Maruti Suzuki will report first quarter earnings next week amid an environment of expensive loans and high fuel prices, which have dented sales volumes for automobile makers in general. The sales slowdown and high raw material costs, add to that the workers strike at its Manesar plant, will dent India’s top passenger car maker’s net profit by up to 20% from a year ago.
The company’s net sales are expected to decline 1-3% year-on-year in April-June with operating margins declining by 1-1.5%.
The sequential drop will be much sharper. Net profit is expected to decline 30-40% on a 20-30% decline in sales.
Key raw materials such as steel, aluminum, and rubber rose 6%, 18%, 1% and 38% on an average in the first quarter, forcing companies to raise vehicle prices.
Maruti Suzuki too raised prices by 1% in April, but that would be offset by higher discounts that the company is offering on some models to spur demand. So price realization is likely to remain flat sequentially, says Motilal Oswal.
The appreciation in Japanese yen will also add to margin pressures, says brokerage Prabhudas Liladher.
Maruti Suzuki’s total sales volumes fell 0.6% to around 2.82 lakh units in April-June. While domestic sales for the three-month period rose 3.2% to about 2.51 lakh units, exports were down 23.7% to 30,843 units.
Maruti Suzuki along with rivals like Hyundai have seen their exports, especially to Europe, slide over the last one year after the governments there stopped the scrappage incentive scheme, which offered incentives to dump old cars in exchange for new fuel efficient ones.

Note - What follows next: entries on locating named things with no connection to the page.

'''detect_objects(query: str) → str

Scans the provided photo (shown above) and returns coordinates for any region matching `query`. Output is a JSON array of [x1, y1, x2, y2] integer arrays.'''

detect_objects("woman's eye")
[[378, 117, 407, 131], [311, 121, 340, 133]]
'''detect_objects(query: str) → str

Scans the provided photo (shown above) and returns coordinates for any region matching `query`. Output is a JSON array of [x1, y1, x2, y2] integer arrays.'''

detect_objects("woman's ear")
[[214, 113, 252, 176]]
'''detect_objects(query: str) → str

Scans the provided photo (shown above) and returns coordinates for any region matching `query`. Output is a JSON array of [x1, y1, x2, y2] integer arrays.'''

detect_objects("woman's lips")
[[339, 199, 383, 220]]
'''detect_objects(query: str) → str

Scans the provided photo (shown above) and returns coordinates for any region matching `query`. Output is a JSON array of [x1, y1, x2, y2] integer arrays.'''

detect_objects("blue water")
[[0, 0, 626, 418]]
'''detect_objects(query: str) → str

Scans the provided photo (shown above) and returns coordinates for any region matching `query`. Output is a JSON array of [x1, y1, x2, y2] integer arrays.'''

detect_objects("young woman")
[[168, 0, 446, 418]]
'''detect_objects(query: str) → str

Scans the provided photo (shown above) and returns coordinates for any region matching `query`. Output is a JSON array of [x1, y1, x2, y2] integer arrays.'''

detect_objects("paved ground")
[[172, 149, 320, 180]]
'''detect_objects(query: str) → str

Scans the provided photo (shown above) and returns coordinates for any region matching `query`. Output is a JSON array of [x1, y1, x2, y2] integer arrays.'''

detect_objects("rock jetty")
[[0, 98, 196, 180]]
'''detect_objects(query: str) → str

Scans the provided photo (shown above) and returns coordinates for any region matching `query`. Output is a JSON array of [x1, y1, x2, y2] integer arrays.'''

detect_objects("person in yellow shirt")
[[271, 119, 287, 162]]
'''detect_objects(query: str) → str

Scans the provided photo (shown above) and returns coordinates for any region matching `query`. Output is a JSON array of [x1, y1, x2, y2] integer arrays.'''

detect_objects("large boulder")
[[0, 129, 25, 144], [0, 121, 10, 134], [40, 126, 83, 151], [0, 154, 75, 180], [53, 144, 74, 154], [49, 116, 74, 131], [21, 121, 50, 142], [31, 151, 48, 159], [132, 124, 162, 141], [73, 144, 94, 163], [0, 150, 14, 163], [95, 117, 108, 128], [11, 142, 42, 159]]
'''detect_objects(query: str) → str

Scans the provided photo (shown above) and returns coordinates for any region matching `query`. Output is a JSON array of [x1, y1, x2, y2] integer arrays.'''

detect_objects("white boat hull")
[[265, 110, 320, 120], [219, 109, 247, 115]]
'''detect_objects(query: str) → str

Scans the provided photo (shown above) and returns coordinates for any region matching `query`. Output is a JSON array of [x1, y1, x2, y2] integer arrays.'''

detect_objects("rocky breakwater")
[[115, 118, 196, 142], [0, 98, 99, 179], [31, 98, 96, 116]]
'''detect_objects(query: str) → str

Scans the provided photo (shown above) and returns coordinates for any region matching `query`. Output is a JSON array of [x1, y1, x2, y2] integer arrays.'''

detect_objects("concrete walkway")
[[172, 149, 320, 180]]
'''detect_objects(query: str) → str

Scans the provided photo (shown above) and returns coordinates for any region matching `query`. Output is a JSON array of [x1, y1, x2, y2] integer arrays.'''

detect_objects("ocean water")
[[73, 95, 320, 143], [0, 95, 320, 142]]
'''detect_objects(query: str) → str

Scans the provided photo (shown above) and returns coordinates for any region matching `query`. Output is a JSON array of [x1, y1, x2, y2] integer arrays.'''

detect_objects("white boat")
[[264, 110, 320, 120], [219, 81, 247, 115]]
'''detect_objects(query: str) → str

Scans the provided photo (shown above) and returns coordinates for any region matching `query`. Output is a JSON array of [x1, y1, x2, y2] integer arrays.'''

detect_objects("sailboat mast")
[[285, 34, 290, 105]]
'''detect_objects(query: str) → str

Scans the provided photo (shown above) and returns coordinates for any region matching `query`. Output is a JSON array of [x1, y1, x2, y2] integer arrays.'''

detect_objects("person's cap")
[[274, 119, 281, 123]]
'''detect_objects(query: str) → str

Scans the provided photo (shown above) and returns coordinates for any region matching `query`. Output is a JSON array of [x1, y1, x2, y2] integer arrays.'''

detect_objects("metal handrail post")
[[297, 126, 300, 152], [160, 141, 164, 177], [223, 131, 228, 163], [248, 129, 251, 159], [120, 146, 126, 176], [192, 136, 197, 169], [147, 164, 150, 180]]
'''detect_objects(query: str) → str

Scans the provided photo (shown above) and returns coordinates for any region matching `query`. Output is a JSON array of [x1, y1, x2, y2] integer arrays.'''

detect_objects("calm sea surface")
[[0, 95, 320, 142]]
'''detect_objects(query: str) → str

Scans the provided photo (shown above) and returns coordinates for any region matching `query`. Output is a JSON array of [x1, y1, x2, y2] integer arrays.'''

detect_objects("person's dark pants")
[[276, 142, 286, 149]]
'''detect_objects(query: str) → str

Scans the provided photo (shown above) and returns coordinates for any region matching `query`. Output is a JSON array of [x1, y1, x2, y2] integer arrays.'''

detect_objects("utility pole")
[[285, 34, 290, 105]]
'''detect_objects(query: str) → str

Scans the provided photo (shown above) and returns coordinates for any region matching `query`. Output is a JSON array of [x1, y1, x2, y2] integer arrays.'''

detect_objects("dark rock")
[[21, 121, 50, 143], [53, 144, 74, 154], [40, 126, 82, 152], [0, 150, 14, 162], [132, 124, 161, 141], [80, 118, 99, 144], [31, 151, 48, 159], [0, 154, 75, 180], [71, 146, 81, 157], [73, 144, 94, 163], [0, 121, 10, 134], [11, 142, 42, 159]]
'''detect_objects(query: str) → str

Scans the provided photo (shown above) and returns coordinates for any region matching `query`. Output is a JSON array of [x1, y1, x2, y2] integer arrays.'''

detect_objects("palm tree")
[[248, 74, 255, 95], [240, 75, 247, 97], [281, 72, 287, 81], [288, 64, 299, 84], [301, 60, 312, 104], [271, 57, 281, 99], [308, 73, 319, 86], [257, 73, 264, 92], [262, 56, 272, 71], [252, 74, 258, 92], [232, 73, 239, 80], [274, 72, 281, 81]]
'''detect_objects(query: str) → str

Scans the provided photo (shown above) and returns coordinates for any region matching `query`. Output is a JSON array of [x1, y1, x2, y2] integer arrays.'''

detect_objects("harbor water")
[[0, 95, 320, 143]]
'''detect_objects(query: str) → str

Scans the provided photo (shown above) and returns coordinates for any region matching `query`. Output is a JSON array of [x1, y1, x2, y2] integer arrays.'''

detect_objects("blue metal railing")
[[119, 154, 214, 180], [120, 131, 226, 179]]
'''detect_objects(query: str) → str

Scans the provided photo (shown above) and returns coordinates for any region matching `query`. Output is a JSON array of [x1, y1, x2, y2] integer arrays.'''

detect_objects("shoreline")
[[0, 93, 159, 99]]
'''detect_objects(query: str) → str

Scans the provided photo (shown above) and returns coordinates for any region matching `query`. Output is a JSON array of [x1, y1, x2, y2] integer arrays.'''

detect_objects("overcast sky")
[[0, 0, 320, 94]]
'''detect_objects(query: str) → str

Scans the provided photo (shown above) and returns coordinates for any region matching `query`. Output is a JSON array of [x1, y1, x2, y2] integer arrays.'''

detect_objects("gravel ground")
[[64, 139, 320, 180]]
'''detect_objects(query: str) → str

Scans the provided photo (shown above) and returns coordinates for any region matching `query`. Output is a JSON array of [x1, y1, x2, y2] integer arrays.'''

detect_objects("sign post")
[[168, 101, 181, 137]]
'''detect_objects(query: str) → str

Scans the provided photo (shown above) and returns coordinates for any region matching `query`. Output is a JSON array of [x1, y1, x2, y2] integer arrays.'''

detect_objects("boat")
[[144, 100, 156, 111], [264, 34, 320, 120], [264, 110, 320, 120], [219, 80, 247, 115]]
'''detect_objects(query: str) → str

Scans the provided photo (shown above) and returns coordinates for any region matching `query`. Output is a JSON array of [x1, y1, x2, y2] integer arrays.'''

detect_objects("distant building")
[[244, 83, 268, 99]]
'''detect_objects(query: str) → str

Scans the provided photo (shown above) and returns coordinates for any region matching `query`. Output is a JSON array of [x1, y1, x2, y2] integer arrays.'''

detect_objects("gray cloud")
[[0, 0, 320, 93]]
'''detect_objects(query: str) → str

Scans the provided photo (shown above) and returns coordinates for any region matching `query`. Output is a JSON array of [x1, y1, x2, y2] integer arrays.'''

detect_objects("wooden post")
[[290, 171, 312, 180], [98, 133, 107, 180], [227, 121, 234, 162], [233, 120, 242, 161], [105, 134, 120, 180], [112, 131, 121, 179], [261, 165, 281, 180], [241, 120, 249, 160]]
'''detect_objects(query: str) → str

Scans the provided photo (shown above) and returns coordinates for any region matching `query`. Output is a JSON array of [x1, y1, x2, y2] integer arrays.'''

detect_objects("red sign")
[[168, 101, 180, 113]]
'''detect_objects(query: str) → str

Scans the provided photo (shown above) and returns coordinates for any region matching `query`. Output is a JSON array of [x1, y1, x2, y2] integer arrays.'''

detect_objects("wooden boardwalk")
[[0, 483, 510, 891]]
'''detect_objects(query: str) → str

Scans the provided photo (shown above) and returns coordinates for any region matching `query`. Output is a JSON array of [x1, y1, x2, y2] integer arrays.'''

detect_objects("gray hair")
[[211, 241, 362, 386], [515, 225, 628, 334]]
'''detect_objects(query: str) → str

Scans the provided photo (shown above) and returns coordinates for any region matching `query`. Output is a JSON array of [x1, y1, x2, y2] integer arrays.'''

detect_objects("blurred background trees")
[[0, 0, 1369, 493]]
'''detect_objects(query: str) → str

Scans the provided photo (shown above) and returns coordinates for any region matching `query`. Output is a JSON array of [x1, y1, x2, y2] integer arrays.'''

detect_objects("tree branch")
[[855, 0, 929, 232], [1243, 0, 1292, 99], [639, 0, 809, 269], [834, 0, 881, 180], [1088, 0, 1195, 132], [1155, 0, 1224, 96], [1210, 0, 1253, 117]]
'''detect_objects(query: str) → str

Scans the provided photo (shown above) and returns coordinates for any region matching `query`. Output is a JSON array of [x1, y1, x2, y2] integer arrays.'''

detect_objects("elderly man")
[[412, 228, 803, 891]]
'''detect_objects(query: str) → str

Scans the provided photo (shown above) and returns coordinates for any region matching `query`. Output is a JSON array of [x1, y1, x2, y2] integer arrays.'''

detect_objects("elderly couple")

Maruti’s sales fell almost 9% in June. Sales of its SX4 Swift Dzire sedans tumbled 60% as there was no production at the Manesar plant for 10.5 days due to the strike. It had also taken the annual maintenance shutdown at its Gurgaon during the month.
Analysts say the company’s guidance for the rest of the year and policy with respect to hedging on yen exposure will be key points to watch on Tuesday.
Friday Maruti Suzuki shares closed up 0.5% at Rs 1,161.60 on NSE.
Maruti Suzuki’s shares have fallen 8.6% since April, much sharper than the BSE’s Auto index, which is down 4.6% over the same period, reflecting the weaker sentiments among investors.